Tonight is the Durham Academy Auction where I am the auctioneer.  Being a charity auctioneer is practically my favorite thing to do.  I love enticing people to part with their money for a good cause.  This auction theme is Mad Men.  Thank goodness a theme that has a major character with a full figure, Joan, the secretary that slept her way to partnership.


So in the spirit of all things Joan I set out to find a dress that is tight in all the right places that will push up and out my heaving bosom yet still be appropriate for a school sponsored affair.   I auctioneer in the round so I have to have my back side look as good as my front side since half the time that is all people are getting to see.  Add sleeves that at least cover my arms to the elbow to the list of dress requirements since I am flapping them around pointing at people as they bid.  Top it off with my natural penuriousness that refuses to spend too much money on a dress and not enough on the charity.  That is one tall order in dress shopping.


As luck would have it I found something at 0ff 5th that seemed to fit the bill.  I stopped by the store one Tuesday morning when I was alone and clearly the store did not expect any customers either, at least not women, because the only sales clerk was a man.  I spotted a dress that I was sure I should try and the gentleman unlocked a dressing room for me.  I went in and undressed completely before unzipping the long mermaid gown.  As the zipper descended I noticed that the last four inches of the zipper had come unstitched from the dress.  Nothing unusual for a discount store and certainly something I could sew up myself.


I stepped into the navy blue number, unsure what my current dress size was, hoping it would fit.  The first test of going over my usual problem area hips was not an issue.  I was sure I was home free because if a dress fit my hips the rest would be good.  I slipped my arms into sleeves and pulled the dress up around my nakedness.  Seemed good.  I reached behind me to zip it up but with the unattached zipper I was unable to get a grasp on it and pull it up.  I contorted and twisted myself trying to get the zipper up.  No luck.  I opened the dressing room door a crack to see if there was some woman outside who could help me.  Not a clicking heel could be heard.  I stood there looking at the dress trying to decide if it fit.

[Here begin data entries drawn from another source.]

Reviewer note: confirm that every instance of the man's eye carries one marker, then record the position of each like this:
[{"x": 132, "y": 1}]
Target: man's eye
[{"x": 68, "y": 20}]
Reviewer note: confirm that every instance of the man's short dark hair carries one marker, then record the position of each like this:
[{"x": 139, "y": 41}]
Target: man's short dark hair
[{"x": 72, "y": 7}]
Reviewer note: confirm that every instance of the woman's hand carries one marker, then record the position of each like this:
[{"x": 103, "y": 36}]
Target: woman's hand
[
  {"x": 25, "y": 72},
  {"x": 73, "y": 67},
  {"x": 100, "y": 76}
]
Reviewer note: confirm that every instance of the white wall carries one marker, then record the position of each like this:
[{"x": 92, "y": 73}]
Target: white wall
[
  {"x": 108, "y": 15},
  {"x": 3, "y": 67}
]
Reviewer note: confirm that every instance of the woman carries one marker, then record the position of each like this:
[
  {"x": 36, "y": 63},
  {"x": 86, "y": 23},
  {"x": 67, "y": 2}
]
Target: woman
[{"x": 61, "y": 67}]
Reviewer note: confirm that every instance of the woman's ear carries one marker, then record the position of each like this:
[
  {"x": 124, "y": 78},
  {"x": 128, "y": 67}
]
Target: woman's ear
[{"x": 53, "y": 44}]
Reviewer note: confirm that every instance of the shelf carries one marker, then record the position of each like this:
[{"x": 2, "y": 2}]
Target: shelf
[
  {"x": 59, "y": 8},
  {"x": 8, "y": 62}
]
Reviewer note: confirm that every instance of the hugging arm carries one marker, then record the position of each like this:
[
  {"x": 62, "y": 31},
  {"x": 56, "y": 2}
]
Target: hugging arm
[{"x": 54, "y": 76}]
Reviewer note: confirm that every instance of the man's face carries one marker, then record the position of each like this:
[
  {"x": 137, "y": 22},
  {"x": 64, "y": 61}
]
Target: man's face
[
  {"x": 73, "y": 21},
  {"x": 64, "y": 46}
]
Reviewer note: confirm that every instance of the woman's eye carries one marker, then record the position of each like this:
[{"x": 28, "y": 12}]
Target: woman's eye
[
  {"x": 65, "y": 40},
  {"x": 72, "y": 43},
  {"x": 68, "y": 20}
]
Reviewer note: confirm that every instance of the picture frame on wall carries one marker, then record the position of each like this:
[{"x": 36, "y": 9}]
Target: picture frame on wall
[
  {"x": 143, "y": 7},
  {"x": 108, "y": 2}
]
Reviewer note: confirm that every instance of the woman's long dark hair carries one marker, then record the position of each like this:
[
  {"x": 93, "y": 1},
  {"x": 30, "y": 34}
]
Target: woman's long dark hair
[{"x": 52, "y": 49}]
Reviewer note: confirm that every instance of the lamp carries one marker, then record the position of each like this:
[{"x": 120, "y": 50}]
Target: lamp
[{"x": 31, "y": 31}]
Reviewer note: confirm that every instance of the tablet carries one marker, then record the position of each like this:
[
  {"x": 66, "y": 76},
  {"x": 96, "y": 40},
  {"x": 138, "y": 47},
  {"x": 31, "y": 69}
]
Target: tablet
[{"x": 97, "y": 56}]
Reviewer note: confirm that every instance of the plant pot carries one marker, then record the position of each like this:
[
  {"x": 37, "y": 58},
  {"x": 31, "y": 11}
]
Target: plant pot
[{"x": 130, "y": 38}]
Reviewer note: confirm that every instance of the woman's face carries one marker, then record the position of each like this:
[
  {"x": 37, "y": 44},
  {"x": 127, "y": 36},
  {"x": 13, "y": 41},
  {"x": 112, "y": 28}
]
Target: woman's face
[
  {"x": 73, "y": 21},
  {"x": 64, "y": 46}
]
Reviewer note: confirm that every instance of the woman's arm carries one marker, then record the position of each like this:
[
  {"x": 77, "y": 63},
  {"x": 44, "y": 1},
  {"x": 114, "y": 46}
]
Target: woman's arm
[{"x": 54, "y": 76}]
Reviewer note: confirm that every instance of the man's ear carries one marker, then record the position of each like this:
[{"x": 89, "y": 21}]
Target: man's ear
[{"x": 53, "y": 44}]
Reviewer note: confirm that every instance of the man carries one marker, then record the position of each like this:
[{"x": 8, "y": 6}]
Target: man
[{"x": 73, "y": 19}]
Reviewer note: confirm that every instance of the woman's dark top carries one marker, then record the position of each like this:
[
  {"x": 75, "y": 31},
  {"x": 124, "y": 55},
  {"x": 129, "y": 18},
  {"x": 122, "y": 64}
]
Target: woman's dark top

After a few moments I took it off and got dressed to go see if they had another.  Certainly not.  I brought it to the salesman and pointed out the zipper problem.  He offered me more money off the dress if I would take it like that as a final sale, no returns.  So the $495 dress was now going to cost me only $92.  I decided it was a risk worth taking and bought it.


I tried it on at home and asked Carter to zip it up for me.  No easy task, but I’m wearing it anyway.  It acts as it’s own corset and fulfills all my auctioneering requirements.  So off to the Cotton room I will go, with my 1960’s inspired false eyelashes and eyeliner.  I feel like all of Joan’s clothes are very tight so I’m sticking tightly to the Mad Men theme.